All of this is available in my CSRF Killer if you want to play around with it. I’ve been using it in Lighthouse since its inception, and have been fixing it as issues arise. I’d like to see it stabilize so that we can have a sensible answer to the CSRF problem by default for all Rails applications.

Discussion

  1. Joe Joe said on March 6th

    Can you go into what you mean by:

    However, just requiring POST for unsafe actions isn’t enough. A compromised page can easily make scripted POST requests using XmlHttprequest objects or dynamically generated forms.

  2. Tim Lucas Tim Lucas said on March 6th

    Joe: did you check out the wikipedia article he linked to in the first paragraph?

    Pre v0.13 days I wondered why nobody cared about this… I even made the security extensions plugin, which got a little use but not widespread, and it’s now no longer being maintained. I’ve simply ignored the vulnerability as I haven’t been working on apps recently for which I felt it was justified, though that’s probably a bad excuse.

    The only thing I found I also needed was a few testing helpers to 1) perform requests with the secure token, and 2) assert the token is being used on the pages.

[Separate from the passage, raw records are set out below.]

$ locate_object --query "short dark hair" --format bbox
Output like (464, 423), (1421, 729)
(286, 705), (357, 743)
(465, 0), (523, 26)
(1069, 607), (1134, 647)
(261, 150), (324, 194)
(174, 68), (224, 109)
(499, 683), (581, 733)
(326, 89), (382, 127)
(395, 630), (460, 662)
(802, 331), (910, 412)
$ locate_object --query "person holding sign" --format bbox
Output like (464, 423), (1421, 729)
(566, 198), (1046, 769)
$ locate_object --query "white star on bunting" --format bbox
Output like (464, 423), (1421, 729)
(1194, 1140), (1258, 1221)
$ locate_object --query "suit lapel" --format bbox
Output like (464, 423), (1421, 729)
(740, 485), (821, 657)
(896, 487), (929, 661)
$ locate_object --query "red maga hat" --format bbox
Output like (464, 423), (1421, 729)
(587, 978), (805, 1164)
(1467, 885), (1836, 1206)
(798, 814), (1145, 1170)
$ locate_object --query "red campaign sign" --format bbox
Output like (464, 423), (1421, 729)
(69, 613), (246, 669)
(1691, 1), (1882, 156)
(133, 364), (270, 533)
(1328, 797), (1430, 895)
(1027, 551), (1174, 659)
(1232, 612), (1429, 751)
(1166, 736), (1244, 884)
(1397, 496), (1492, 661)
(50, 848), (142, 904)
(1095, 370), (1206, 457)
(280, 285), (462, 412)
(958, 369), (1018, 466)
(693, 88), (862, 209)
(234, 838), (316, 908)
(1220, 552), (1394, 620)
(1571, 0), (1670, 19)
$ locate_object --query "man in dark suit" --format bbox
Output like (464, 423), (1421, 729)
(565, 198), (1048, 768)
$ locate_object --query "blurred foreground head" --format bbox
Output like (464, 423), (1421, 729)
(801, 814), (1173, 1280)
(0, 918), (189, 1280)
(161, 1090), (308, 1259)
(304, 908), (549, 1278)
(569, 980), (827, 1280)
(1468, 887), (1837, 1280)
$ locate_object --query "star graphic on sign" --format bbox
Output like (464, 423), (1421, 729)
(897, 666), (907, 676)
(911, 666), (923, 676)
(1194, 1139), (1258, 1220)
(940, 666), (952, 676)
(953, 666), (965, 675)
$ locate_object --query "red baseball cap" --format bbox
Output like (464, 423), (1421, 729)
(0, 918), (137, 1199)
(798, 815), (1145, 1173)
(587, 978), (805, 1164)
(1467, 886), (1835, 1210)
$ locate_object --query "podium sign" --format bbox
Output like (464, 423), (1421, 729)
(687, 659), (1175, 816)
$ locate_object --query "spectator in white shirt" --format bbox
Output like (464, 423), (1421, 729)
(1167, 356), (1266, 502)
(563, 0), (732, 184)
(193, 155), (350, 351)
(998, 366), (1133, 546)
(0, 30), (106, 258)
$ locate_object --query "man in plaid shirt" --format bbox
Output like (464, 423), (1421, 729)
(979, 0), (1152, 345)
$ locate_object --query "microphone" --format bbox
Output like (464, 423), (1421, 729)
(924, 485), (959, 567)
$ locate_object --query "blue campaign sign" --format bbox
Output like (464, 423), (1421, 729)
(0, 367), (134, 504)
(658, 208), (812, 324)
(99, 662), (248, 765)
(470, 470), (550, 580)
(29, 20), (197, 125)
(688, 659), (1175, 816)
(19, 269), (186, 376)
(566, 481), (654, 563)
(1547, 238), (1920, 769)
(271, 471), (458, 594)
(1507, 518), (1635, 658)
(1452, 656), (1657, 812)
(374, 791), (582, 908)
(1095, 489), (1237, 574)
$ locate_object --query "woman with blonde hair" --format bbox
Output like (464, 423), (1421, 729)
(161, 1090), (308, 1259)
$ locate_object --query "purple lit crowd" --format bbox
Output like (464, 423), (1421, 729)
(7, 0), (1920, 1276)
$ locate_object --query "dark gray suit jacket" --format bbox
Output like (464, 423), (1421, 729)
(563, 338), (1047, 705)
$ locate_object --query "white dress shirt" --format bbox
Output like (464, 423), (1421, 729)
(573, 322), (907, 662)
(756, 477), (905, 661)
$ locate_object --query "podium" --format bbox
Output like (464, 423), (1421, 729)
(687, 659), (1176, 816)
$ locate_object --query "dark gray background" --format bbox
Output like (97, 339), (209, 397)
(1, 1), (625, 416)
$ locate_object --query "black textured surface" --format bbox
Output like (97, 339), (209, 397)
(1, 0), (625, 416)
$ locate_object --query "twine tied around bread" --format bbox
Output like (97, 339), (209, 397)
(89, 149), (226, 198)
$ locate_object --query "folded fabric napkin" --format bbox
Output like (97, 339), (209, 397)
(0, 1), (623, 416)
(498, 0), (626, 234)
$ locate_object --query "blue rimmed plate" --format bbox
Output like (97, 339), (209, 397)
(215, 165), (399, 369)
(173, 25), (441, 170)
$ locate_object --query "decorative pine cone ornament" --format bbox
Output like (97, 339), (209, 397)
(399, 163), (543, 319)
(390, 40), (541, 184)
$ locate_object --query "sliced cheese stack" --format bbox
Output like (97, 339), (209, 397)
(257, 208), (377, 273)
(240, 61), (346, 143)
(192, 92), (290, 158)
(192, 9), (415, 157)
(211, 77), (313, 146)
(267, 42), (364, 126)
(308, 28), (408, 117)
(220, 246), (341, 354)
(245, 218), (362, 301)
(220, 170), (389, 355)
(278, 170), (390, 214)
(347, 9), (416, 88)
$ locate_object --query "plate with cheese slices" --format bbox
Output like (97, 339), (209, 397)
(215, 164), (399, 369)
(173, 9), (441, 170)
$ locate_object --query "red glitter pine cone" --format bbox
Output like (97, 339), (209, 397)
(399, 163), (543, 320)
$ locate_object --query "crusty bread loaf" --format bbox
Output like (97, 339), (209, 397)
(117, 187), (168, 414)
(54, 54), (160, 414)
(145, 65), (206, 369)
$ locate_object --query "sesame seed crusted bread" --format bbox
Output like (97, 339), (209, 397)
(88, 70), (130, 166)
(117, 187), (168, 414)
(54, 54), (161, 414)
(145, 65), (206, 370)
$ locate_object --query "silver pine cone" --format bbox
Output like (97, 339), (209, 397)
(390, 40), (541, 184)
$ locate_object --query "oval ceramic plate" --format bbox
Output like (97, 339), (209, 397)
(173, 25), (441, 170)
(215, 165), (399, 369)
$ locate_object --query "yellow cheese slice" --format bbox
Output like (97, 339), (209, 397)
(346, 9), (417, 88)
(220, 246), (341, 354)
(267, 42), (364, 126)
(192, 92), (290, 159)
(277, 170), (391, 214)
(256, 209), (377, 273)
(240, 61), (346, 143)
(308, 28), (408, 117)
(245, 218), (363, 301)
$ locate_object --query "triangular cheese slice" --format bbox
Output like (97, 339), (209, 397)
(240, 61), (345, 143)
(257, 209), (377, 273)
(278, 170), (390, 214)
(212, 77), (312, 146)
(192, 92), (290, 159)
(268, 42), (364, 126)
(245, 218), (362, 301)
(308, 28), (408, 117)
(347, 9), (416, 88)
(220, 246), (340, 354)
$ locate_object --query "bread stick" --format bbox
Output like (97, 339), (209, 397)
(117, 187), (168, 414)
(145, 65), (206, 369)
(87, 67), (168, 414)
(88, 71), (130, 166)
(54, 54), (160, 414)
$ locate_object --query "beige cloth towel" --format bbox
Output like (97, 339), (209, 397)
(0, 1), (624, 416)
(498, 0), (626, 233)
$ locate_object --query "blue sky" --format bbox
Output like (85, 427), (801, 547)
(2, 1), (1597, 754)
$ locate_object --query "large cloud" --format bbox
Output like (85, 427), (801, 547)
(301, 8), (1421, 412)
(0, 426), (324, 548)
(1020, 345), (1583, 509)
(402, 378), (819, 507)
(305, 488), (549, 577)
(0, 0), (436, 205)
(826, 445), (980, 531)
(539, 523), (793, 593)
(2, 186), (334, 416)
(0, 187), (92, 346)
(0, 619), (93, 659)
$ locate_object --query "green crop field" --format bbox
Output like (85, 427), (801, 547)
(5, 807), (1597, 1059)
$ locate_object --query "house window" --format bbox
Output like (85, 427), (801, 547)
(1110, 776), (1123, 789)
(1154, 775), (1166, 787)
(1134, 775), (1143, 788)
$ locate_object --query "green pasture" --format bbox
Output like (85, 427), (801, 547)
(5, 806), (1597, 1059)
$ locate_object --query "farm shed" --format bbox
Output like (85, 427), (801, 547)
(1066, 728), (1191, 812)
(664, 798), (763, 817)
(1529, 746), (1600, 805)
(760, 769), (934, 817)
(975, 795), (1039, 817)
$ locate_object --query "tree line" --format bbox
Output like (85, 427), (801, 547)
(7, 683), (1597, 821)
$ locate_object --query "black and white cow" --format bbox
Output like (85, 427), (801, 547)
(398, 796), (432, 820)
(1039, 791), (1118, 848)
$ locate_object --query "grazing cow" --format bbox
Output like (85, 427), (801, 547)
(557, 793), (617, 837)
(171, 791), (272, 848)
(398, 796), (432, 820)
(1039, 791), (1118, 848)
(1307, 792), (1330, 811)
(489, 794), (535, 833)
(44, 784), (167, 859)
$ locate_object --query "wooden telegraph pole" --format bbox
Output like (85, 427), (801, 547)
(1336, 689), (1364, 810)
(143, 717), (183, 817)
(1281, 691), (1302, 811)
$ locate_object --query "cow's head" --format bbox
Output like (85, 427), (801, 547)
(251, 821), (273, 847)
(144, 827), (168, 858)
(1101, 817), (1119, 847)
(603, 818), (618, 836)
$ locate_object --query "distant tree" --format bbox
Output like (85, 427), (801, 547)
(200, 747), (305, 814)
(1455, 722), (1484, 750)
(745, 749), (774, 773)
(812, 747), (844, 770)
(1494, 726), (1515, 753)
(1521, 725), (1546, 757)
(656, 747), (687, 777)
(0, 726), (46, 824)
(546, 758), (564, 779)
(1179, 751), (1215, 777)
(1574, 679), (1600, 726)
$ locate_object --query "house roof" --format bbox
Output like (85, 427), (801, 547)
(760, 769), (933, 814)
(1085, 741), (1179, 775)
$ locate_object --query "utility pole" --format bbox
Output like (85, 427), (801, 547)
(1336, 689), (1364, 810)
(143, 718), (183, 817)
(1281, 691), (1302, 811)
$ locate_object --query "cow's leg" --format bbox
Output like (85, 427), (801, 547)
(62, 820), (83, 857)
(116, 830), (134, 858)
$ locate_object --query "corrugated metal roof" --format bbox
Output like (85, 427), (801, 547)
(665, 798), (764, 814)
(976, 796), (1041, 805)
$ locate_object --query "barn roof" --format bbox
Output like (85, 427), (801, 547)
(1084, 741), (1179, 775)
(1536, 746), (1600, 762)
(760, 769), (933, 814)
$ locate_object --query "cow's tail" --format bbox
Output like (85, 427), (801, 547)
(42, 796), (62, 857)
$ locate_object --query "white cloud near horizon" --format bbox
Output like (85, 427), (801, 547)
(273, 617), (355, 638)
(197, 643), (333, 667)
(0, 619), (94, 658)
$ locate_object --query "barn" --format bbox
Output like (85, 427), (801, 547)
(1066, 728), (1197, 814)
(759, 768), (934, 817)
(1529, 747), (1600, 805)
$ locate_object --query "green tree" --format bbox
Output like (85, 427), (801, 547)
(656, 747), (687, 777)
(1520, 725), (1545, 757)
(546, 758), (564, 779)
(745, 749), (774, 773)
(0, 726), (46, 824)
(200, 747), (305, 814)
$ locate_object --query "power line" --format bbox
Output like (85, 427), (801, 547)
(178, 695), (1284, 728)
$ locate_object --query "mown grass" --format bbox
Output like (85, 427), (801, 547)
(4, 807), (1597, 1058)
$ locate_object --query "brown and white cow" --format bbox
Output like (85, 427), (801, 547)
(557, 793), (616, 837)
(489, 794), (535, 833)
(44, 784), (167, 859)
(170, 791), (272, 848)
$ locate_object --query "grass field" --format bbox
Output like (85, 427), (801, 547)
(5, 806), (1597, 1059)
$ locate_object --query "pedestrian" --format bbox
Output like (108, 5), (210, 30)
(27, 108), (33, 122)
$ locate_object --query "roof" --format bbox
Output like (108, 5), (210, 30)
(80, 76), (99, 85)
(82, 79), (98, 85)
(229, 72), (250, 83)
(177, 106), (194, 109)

  3. rick rick said on March 6th

    Joe: AJAX requests by definition are dynamically generated using the XmlHttprequest object. You can also use the DOM to create a form object and submit it also. Rails does this with the link_to method if you pass a :method that’s not :get. ASP.Net also does something similar with its LinkButton server control.

    Tim: I suppose people just focus on the more immediate threat of XSS attacks. I don’t think CSRF attacks are a huge deal for most apps unless they’re widespread and contain valuable personal info. Gmail fits this perfectly. Your standard little web app (Lighthouse included!) probably doesn’t. I’ve been hacking on this plugin merely as an academic exercise for now.

  4. Emin Emin said on March 6th

    Thanks, Tim, very useful!

  5. Chris Anderson Chris Anderson said on March 6th

    One nice side effect of this approach is that it makes for built-in decent comment spam protection. If you use the secret _token even on unauthenticated forms (like for blog comments) most spam bots will not bother to fetch the page before attempting a post, and so will have an outdated token. I’ve been using this approach on my blog for a while, and I haven’t seen spam since I started.

  6. qtux qtux said on March 30th

    If you have ajax post requests on a page which should able to call serval times, for example a comment form. So you need to renew the token on the client side, so you have to send the new token via the ajax response. Now you are able to call the ajax function as much as you like if analyze the response. How can I prevent this?

  7. Mike Owens Mike Owens said on April 2nd

    It’d be nice if CsrfKiller had a parameter for enforcing the token on some GET requests. The GMail CSRF flaw a while back was just an information leak on a properly used (retrieval only) GET request.

    The easiest solution to this problem is exactly the same as protecting destructive/mutating actions.

    As a side note, it’d be really slick for CsrfKiller to check request.env[‘HTTP_X_TOKEN’] or something, at least when request.xhr? so you could move the token handling a little more out-of-band from RESTful URLs.

    CsrfKiller is awesome, thanks for saving me some time by providing it.

  8. rick rick said on April 2nd

    Mike: thanks for the suggestion, patches are welcome though :) It shouldn’t be tough to require the token on some GET requests… Perhaps I do that only for non HTML requests? Course, I’ll need some way to snag a token through an API call too.

Sorry, comments are closed for this article.